How to do UTF-8

Here's a summary of the discussion so far, with my tentative conclusions:

** Need for UTF-8 in the privacy mark **

The privacy mark is free text that may be shown to a human, and the human
may need to make a decision based on the text shown. Thus, the text must be
in a charset that is understanable by the human. The previous specification
had this as a PrintableString because that's what's in X.411.

** Using UTF-8 **

The IETF has decided to go with UTF-8, where possible, as its charset of
choice in things that will get shown to human users. See
<http://www.imc.org/rfc2277> for more information on this. See
<http://www.imc.org/rfc2279> for a description of how to do UTF-8.

** How to specifiy UTF-8 in 1988 ASN.1 **

Things got a bit hairier here. Three proposals had general approval:

(1) Use an OCTET STRING that has a comment saying that it has to be filled
with a UTF-8 string
(2) Use "[0] IMPLICIT UTF8String", and people whose compilers don't know
what a UTF8String is can change this to "[0] IMPLICIT OCTET STRING" and
still have the same bits on the wire
(3) Define UTF8String at the beginning of the module as "UTF8String ::=
[UNIVERSAL 12] IMPLICIT OCTET STRING" and then just use UTF8String in the
code (with no IMPLICIT)

I have chosen to go with (3) because it is the cleanest, and the ASN.1
compilers already must be able to do something like this because they have
to be able to do it for BMPString. Although this violates the ASN.1
standard, it is quite easy to implement.

The reason I want to get away from (1), which I put in the current version,
is that people tend not to read comments, and might stuff the OCTET STREAM
with, well, octets, and not UTF8 characters. There is nothing in that
construct that would help a good compiler do UTF-8 checking.

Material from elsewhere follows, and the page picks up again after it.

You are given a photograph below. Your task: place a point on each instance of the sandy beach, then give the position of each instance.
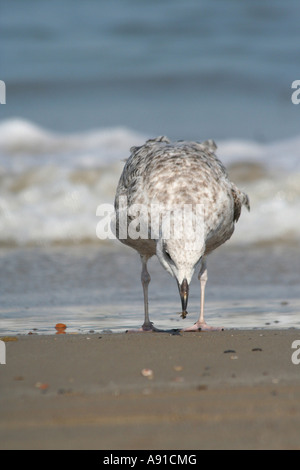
(232, 389)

In choosing between (2) and (3), I figured that only a few compilers even
know how to do UTF8String today (it's in the 1997 spec, not even the 1994
spec), and those that do can simply comment out the definition line (which
purists would happily want to do anyways). Further, the changes needed for
the few people who do have 1997 compilers are far easier than the changes
needed for the rest of us using method (2). And, again, once we made the
change in (2), someone later reading the code would not know that this had
to be a UTF-8 string.

** Length limiting **

People like to have lengths specified for strings so they can tell how much
memory to allocate for buffers. However, accurately figuring out the memory
use for a UTF-8 string of some number of characters is impossible since the
number of bytes per character changes. The current privacy mark string is
limited to 128 characters, but it easy to imagine privacy marks that could
legitimately be longer than this. Thus, I'm choosing not to put a size
limit on the UTF8String.

** Language tagging **

Ned Freed pointed out that current direction we're supposed to be pursuing
is language tags embedded in UTF-8. However, the draft for that
functionality has just been proposed this week in the IETF, and is unlikely
to be finalized before S/MIME. I believe strongly in language tagging, and
want to get people in the habit of doing it from the start. Thus, I'm going
to use an optional laguage tag with a comment that says if you have
embedded the language tag in the UTF8String, do not include the language
tag. This lets us have language tags now, and lets people move to embedded
language tags when that spec is final.

** And what I propose is **

-- At the beginning of the module
UTF8String ::= [UNIVERSAL 12] IMPLICIT OCTET STRING

-- Then
ESSPrivacyMark ::= CHOICE {
    pString      PrintableString (SIZE (1..ub-privacy-mark-length)),
    freeText     ESSFreeText
}

ESSFreeText ::= SEQUENCE {
    languageTag  PrintableString OPTIONAL,
    text         UTF8String
    --languageTag is an language tag defined in [RFC1766]; it SHOULD NOT
    --   be used if the text string has an implicit UTF-8 language tag
}


--Paul Hoffman, Director
--Internet Mail Consortium